General information
- Type: Single-seat glider
- National origin: United Kingdom
- Manufacturer: Peter Wright

History
- First flight: 16 September 1979

= Wright Falcon =

1970s British single-seat glider

The Wright Falcon was a single-seat glider designed and built by British engineer Peter Wright in the late 1970s. He had previously built two human-powered aircraft, the MPA Mk 1 and the Micron.

==Design and development==
Wright intended the Falcon to be a light and simple glider capable of being made within a few months. It was built to Standard Class rules, and was constructed mostly of composites and fibre-glass.
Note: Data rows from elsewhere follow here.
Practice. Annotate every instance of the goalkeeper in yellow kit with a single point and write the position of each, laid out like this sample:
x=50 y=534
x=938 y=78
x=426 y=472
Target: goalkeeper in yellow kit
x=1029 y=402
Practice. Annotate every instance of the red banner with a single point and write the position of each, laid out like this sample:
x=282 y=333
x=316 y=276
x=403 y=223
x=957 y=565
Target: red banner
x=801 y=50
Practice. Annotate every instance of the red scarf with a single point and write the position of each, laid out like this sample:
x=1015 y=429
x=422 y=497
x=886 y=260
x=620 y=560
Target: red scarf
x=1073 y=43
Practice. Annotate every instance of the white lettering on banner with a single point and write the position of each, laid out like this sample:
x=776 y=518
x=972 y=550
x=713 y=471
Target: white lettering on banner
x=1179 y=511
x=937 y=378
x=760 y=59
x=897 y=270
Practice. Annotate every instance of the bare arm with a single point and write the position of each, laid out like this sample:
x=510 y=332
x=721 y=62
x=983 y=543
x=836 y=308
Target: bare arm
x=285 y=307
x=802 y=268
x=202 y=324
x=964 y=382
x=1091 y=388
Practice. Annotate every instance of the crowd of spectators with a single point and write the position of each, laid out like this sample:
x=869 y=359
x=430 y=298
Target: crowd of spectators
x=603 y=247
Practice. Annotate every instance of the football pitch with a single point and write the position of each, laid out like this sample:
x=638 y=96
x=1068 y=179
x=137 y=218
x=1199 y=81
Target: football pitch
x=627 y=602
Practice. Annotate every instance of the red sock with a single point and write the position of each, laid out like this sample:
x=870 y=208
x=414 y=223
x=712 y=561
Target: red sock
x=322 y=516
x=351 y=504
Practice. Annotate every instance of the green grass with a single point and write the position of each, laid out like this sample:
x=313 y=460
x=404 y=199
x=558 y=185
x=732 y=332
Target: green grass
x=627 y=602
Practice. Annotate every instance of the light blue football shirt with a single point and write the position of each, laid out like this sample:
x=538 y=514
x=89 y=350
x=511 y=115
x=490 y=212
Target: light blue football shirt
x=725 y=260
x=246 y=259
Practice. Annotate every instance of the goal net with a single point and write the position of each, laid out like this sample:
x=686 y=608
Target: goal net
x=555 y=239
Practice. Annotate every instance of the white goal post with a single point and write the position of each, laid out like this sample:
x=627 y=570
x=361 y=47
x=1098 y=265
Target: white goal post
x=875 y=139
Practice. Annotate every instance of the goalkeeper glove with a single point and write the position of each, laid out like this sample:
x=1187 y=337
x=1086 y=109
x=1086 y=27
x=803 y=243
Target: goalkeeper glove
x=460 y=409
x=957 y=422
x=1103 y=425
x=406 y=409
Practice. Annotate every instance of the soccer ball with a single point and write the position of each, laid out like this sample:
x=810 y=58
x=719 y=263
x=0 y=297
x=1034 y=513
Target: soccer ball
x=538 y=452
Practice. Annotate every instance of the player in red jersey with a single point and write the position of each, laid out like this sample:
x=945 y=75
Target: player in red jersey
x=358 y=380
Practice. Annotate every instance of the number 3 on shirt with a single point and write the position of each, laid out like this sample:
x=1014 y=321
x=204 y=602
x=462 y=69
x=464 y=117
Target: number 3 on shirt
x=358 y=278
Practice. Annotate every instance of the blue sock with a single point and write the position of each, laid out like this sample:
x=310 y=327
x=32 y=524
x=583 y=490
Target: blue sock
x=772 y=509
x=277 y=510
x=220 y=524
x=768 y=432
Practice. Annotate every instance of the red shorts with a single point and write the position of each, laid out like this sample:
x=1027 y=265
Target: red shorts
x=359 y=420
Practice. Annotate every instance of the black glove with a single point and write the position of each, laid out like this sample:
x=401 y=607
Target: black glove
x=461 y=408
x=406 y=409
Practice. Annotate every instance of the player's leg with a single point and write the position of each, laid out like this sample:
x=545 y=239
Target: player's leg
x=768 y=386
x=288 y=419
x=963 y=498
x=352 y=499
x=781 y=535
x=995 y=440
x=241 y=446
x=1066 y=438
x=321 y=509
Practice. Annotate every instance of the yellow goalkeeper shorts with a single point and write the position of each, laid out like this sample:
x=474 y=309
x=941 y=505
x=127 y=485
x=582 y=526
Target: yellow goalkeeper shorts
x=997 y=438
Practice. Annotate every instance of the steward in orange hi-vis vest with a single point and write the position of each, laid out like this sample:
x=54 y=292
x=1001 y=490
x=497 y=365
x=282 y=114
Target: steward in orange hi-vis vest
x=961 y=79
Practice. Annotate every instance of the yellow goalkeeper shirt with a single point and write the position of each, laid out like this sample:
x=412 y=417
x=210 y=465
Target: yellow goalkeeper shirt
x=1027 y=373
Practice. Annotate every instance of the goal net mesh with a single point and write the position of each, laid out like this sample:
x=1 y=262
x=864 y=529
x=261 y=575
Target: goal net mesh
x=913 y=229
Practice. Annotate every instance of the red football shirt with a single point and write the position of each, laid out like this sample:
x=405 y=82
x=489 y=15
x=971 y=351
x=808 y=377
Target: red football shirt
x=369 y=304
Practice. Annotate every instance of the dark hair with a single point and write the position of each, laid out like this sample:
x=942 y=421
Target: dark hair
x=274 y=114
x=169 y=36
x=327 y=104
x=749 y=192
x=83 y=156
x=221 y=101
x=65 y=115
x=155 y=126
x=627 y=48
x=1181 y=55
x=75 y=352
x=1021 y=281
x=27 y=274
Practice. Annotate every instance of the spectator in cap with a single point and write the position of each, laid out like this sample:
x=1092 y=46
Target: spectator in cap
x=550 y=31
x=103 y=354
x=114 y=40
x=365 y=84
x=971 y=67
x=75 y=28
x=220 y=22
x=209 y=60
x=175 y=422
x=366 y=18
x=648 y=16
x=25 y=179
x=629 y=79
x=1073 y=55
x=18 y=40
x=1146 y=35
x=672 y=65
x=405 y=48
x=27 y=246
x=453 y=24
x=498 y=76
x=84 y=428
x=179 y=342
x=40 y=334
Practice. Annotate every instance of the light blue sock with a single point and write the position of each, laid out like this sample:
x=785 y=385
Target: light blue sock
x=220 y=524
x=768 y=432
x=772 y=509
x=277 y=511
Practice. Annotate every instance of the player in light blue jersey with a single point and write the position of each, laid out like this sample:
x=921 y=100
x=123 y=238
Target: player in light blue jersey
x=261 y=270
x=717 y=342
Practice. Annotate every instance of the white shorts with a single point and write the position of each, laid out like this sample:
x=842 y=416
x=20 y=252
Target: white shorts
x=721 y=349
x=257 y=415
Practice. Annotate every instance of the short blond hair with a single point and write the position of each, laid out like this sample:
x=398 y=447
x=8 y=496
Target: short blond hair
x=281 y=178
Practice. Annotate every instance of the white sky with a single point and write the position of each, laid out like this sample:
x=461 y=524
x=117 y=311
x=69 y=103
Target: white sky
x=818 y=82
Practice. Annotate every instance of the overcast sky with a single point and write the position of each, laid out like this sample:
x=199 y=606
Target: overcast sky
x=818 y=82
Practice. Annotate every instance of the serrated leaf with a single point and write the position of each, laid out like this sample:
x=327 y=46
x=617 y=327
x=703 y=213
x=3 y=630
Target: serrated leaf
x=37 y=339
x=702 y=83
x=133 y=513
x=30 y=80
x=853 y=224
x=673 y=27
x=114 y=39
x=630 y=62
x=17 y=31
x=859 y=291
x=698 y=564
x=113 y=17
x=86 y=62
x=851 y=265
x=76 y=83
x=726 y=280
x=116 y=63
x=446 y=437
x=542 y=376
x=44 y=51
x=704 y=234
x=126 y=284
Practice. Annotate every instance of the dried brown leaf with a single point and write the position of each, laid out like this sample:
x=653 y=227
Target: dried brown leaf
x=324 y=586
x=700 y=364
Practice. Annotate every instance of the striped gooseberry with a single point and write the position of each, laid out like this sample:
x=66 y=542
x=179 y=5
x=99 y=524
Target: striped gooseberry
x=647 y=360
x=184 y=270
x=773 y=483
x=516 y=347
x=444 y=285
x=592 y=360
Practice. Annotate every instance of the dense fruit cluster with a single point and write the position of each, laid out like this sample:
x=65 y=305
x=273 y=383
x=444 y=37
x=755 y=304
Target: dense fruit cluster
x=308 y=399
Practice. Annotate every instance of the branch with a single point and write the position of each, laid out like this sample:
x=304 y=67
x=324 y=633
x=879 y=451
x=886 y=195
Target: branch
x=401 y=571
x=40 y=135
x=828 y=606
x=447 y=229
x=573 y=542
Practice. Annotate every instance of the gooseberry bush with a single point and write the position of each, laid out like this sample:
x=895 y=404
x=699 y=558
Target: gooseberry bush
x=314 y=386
The glider had a cantilevered monoplane wing with a slightly tapered planform. Two split-flap airbrakes were incorporated into the trailing edge of the wing. The fuselage was moulded in two halves and featured a detachable canopy, along with a mono-wheel undercarriage. It had a V-tail which had an included angle of 80°.

Design commenced in 1975, with construction initially taking place in a disused broiler shed that Wright had access to. The build site then transferred to Wright's home, with the build being completed there.

==Operational history==
The glider flew for the first time on 16 September 1979 at Saltby Airfield, the home airfield of the Buckminster Gliding Club in Leicestershire. Brian Spreckley, then the British Gliding Association's National Coach, undertook the maiden flight, as well as a number of subsequent tuning flights. The Falcon was certified for semi-aerobatic and cloud flying in March 1980.

The Falcon was based at the Buckminster Gliding Club. It was reported that Wright might offer kits for amateur construction, but it does not seem to have eventuated.